• amemorablename@lemmygrad.ml
    link
    fedilink
    arrow-up
    17
    ·
    17 days ago

    I’m a Yankee and to me, Apple is one of the most overrated brands in existence (largely driven by marketing and it being one of the few major options, which is a way capitalists force a perception of “popularity”); never cared for sports and even some sports fans I know will watch the March Madness basketball stuff but not the NBA; and with all the various celebrity names in my head that I never asked to know, I don’t even know who Sydney Sweeney is and I’m probably better off that way.

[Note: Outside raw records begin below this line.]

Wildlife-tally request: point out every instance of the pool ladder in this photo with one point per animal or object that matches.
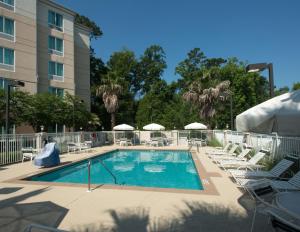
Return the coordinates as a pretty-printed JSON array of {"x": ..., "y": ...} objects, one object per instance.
[{"x": 106, "y": 168}]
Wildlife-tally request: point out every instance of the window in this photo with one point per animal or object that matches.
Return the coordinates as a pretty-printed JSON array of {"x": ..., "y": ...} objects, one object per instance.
[
  {"x": 56, "y": 71},
  {"x": 7, "y": 27},
  {"x": 8, "y": 4},
  {"x": 56, "y": 91},
  {"x": 2, "y": 83},
  {"x": 55, "y": 20},
  {"x": 55, "y": 45},
  {"x": 7, "y": 58}
]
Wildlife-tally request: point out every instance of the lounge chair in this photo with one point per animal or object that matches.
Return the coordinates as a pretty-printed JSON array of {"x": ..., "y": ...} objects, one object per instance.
[
  {"x": 220, "y": 149},
  {"x": 48, "y": 157},
  {"x": 230, "y": 152},
  {"x": 250, "y": 164},
  {"x": 280, "y": 185},
  {"x": 28, "y": 153},
  {"x": 243, "y": 177},
  {"x": 241, "y": 156}
]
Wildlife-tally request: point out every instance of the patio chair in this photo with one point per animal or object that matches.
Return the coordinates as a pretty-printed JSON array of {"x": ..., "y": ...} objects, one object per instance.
[
  {"x": 230, "y": 152},
  {"x": 280, "y": 185},
  {"x": 241, "y": 156},
  {"x": 220, "y": 149},
  {"x": 243, "y": 177},
  {"x": 239, "y": 164},
  {"x": 28, "y": 153},
  {"x": 48, "y": 157},
  {"x": 73, "y": 147}
]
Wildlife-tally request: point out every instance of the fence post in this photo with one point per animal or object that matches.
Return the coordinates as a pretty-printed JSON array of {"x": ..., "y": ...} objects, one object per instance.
[
  {"x": 247, "y": 138},
  {"x": 225, "y": 141},
  {"x": 39, "y": 141}
]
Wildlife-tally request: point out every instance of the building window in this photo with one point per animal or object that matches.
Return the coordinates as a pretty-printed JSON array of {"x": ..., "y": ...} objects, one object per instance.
[
  {"x": 8, "y": 4},
  {"x": 7, "y": 58},
  {"x": 55, "y": 45},
  {"x": 56, "y": 91},
  {"x": 2, "y": 83},
  {"x": 55, "y": 20},
  {"x": 7, "y": 28},
  {"x": 56, "y": 71}
]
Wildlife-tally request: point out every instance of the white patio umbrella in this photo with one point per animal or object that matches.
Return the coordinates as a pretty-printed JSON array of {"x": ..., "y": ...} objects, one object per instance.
[
  {"x": 154, "y": 127},
  {"x": 123, "y": 127},
  {"x": 195, "y": 126},
  {"x": 280, "y": 114}
]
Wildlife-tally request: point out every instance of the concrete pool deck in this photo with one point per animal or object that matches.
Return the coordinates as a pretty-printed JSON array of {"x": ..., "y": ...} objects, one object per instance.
[{"x": 72, "y": 208}]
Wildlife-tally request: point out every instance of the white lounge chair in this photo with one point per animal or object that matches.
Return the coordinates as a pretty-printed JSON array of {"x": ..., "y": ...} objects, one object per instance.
[
  {"x": 243, "y": 177},
  {"x": 230, "y": 152},
  {"x": 28, "y": 153},
  {"x": 280, "y": 185},
  {"x": 241, "y": 156},
  {"x": 250, "y": 164},
  {"x": 220, "y": 149}
]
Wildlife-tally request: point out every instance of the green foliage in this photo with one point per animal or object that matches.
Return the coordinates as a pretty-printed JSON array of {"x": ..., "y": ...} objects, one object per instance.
[
  {"x": 95, "y": 29},
  {"x": 150, "y": 68}
]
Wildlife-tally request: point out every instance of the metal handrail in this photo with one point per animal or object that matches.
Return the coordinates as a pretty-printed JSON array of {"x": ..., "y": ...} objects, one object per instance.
[{"x": 107, "y": 169}]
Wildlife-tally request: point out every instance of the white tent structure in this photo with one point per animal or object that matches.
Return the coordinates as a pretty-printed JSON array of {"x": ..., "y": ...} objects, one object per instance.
[
  {"x": 280, "y": 114},
  {"x": 123, "y": 127},
  {"x": 195, "y": 126},
  {"x": 154, "y": 127}
]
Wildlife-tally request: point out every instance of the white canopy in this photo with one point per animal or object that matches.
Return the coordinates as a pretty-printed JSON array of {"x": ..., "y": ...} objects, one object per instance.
[
  {"x": 154, "y": 127},
  {"x": 280, "y": 114},
  {"x": 123, "y": 127},
  {"x": 195, "y": 126}
]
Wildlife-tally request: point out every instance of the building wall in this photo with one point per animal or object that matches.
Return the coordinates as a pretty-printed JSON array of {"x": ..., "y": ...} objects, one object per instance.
[
  {"x": 43, "y": 32},
  {"x": 24, "y": 45},
  {"x": 82, "y": 64}
]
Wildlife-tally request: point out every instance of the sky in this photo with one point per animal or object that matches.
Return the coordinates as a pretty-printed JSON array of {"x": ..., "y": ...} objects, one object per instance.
[{"x": 254, "y": 31}]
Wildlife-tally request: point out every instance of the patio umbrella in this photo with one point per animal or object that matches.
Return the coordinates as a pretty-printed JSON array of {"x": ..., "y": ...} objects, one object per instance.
[
  {"x": 280, "y": 114},
  {"x": 15, "y": 217},
  {"x": 154, "y": 127},
  {"x": 195, "y": 126},
  {"x": 123, "y": 127}
]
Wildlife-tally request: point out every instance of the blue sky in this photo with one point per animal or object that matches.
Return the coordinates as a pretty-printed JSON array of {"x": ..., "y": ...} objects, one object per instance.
[{"x": 253, "y": 31}]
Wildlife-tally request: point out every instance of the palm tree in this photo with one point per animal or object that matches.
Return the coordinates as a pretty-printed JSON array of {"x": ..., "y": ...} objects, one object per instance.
[
  {"x": 110, "y": 89},
  {"x": 207, "y": 98}
]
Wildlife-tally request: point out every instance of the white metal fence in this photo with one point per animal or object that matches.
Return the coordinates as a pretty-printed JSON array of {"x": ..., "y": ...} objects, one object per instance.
[
  {"x": 11, "y": 145},
  {"x": 279, "y": 146}
]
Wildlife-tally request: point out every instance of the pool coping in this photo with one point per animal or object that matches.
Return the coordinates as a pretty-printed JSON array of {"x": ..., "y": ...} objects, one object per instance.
[{"x": 205, "y": 177}]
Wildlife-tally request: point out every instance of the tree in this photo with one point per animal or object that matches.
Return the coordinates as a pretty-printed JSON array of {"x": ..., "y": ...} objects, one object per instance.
[
  {"x": 110, "y": 90},
  {"x": 96, "y": 32},
  {"x": 206, "y": 98},
  {"x": 19, "y": 107},
  {"x": 150, "y": 68},
  {"x": 296, "y": 86}
]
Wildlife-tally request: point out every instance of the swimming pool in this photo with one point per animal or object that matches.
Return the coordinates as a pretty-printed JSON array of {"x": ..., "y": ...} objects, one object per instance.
[{"x": 144, "y": 168}]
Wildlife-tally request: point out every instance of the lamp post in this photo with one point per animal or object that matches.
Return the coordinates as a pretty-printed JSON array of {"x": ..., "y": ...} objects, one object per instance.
[
  {"x": 260, "y": 67},
  {"x": 10, "y": 83}
]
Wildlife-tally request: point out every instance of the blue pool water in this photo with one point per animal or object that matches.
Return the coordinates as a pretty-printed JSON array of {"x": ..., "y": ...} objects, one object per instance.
[{"x": 162, "y": 169}]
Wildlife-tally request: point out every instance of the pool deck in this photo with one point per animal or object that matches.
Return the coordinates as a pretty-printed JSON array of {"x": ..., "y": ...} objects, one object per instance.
[{"x": 105, "y": 208}]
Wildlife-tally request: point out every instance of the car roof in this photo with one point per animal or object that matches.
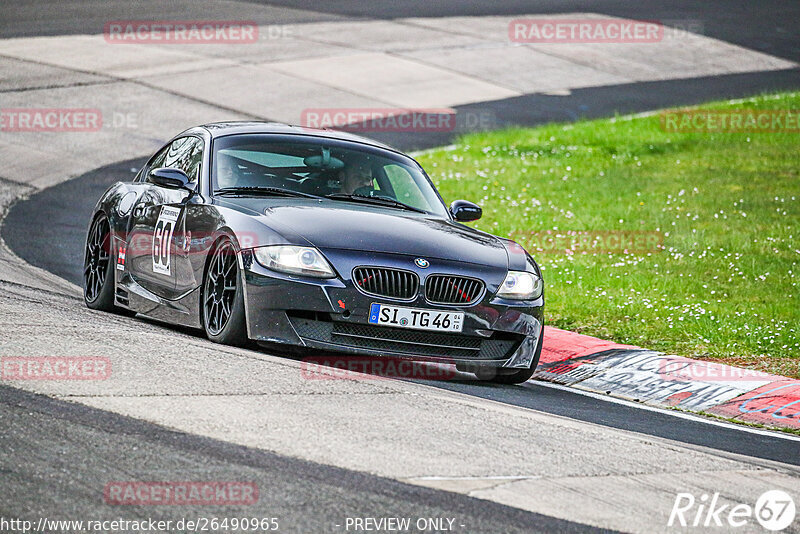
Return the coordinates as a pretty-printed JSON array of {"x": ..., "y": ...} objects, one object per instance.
[{"x": 220, "y": 129}]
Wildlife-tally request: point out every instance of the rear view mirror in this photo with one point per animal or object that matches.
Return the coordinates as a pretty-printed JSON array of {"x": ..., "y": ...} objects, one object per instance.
[
  {"x": 170, "y": 177},
  {"x": 464, "y": 210}
]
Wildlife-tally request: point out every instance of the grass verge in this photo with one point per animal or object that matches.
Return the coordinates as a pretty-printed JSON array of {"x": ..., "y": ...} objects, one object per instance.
[{"x": 719, "y": 282}]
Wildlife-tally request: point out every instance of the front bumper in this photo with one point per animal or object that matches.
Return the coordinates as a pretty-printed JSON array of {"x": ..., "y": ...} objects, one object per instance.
[{"x": 332, "y": 315}]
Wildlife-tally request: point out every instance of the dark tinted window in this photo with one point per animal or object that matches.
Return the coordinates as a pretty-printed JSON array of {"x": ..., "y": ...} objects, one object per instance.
[{"x": 321, "y": 167}]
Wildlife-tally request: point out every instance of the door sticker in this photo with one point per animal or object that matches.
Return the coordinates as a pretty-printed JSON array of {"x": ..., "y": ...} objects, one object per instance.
[{"x": 162, "y": 237}]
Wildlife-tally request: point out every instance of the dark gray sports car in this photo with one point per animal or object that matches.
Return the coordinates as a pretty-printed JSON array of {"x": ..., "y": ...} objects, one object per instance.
[{"x": 288, "y": 236}]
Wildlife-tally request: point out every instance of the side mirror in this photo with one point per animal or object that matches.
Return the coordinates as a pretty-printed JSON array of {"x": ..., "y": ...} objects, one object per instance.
[
  {"x": 463, "y": 210},
  {"x": 170, "y": 177}
]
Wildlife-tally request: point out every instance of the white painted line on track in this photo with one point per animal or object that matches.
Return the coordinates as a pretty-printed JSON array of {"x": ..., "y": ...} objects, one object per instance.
[{"x": 673, "y": 413}]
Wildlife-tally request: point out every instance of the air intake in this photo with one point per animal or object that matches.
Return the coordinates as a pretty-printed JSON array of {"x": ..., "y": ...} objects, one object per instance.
[
  {"x": 389, "y": 283},
  {"x": 448, "y": 289}
]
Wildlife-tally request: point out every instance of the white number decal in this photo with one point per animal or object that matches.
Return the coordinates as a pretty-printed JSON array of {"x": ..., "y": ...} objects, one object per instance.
[{"x": 162, "y": 238}]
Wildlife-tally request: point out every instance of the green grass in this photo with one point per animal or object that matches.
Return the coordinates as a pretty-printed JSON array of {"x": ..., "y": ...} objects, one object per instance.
[{"x": 724, "y": 285}]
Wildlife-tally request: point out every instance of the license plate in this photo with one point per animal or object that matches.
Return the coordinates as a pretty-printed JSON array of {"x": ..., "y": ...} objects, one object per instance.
[{"x": 416, "y": 318}]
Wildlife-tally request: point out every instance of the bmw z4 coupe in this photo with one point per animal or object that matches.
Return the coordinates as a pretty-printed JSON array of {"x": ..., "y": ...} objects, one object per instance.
[{"x": 316, "y": 239}]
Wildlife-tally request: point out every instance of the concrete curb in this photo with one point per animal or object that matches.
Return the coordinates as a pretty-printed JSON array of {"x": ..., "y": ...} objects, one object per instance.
[{"x": 663, "y": 380}]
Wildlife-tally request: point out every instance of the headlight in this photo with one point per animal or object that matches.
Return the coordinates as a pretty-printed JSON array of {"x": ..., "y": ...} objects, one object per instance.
[
  {"x": 520, "y": 285},
  {"x": 305, "y": 261}
]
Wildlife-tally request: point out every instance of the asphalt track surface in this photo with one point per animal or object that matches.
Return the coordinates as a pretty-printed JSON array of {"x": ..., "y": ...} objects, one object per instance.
[
  {"x": 303, "y": 496},
  {"x": 52, "y": 452},
  {"x": 68, "y": 206}
]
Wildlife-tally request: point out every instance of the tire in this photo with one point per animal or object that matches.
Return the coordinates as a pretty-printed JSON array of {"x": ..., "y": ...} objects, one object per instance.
[
  {"x": 98, "y": 276},
  {"x": 222, "y": 300}
]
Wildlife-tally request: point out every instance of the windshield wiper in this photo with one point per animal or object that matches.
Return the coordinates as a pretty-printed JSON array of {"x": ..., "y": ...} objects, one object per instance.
[
  {"x": 260, "y": 190},
  {"x": 380, "y": 201}
]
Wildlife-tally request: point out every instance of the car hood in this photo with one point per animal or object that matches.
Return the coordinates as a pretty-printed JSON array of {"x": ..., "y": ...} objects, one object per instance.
[{"x": 351, "y": 226}]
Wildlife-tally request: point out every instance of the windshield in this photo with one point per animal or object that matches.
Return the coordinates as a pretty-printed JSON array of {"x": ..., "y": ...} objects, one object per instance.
[{"x": 321, "y": 167}]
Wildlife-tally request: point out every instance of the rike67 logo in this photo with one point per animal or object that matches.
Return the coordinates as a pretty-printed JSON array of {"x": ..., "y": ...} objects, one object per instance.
[{"x": 774, "y": 510}]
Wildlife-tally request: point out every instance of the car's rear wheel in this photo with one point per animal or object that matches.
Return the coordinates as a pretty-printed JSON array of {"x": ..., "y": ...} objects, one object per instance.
[
  {"x": 98, "y": 282},
  {"x": 223, "y": 297}
]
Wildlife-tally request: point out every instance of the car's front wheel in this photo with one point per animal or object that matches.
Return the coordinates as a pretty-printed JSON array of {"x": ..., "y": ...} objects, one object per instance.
[
  {"x": 223, "y": 297},
  {"x": 98, "y": 280}
]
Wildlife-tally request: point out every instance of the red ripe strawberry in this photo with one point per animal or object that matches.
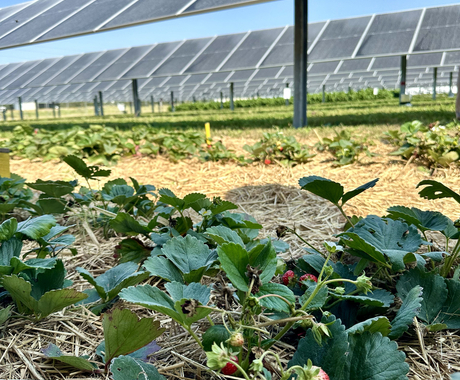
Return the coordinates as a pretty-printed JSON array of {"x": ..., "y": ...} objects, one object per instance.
[
  {"x": 321, "y": 375},
  {"x": 230, "y": 368},
  {"x": 289, "y": 278},
  {"x": 308, "y": 276}
]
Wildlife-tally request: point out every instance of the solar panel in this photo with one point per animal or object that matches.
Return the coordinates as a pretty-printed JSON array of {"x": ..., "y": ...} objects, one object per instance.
[
  {"x": 74, "y": 69},
  {"x": 325, "y": 67},
  {"x": 390, "y": 33},
  {"x": 386, "y": 63},
  {"x": 215, "y": 53},
  {"x": 252, "y": 50},
  {"x": 355, "y": 65},
  {"x": 152, "y": 60},
  {"x": 123, "y": 64},
  {"x": 339, "y": 39},
  {"x": 19, "y": 19},
  {"x": 97, "y": 66},
  {"x": 440, "y": 29},
  {"x": 46, "y": 76},
  {"x": 183, "y": 56},
  {"x": 33, "y": 73},
  {"x": 44, "y": 21},
  {"x": 431, "y": 59}
]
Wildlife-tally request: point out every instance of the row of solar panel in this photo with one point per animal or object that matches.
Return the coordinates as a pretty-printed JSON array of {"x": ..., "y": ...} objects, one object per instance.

    That said, yeah, I’m sure these things have a certain amount of broad-reaching popularity. But the harsh truth of it is, it’s largely an extension of imperialism and global capitalism. As US imperial power declines, so too will the faux popularity of its soulless products that take the place of having a culture or heritage.

    While China can point to cultural meaning, the US points at nostalgia for Spongebob. It’s kind of staggering to me the extent to which US culture, and perhaps the imperial core west more generally, appears to pour nostalgia into the cultural void left by empire. I mean, case in point, look at the whole Trumpian movement. “Make America Great Again” - nostalgia for the past. The US can’t even fucking imagine a future without envisioning either a rose-colored-glasses version of the past or imagining the future as a broken down dystopian hellscape. Brings me back to the term Capitalist Realism: “It’s easier to imagine the end of the world than the end of capitalism.” This grips the west and it shows in the denial of a person like this. The part people this haven’t accepted yet is that China, even if we want to say it’s not fully realized socialism, is also not capitalism (at least not in the meaning of it that the west understands) and it’s already living in the future.

    We don’t have to imagine out of LSD and craft a future out of impossible uncertainty. China is already living it. It’s mainly a matter of having the political power to translate what they do to the conditions of other places.

    The future is, more broadly speaking, socialist and communist, and Apple is just a passing phase of amalgamated capital. It cannot stand against the winds of history.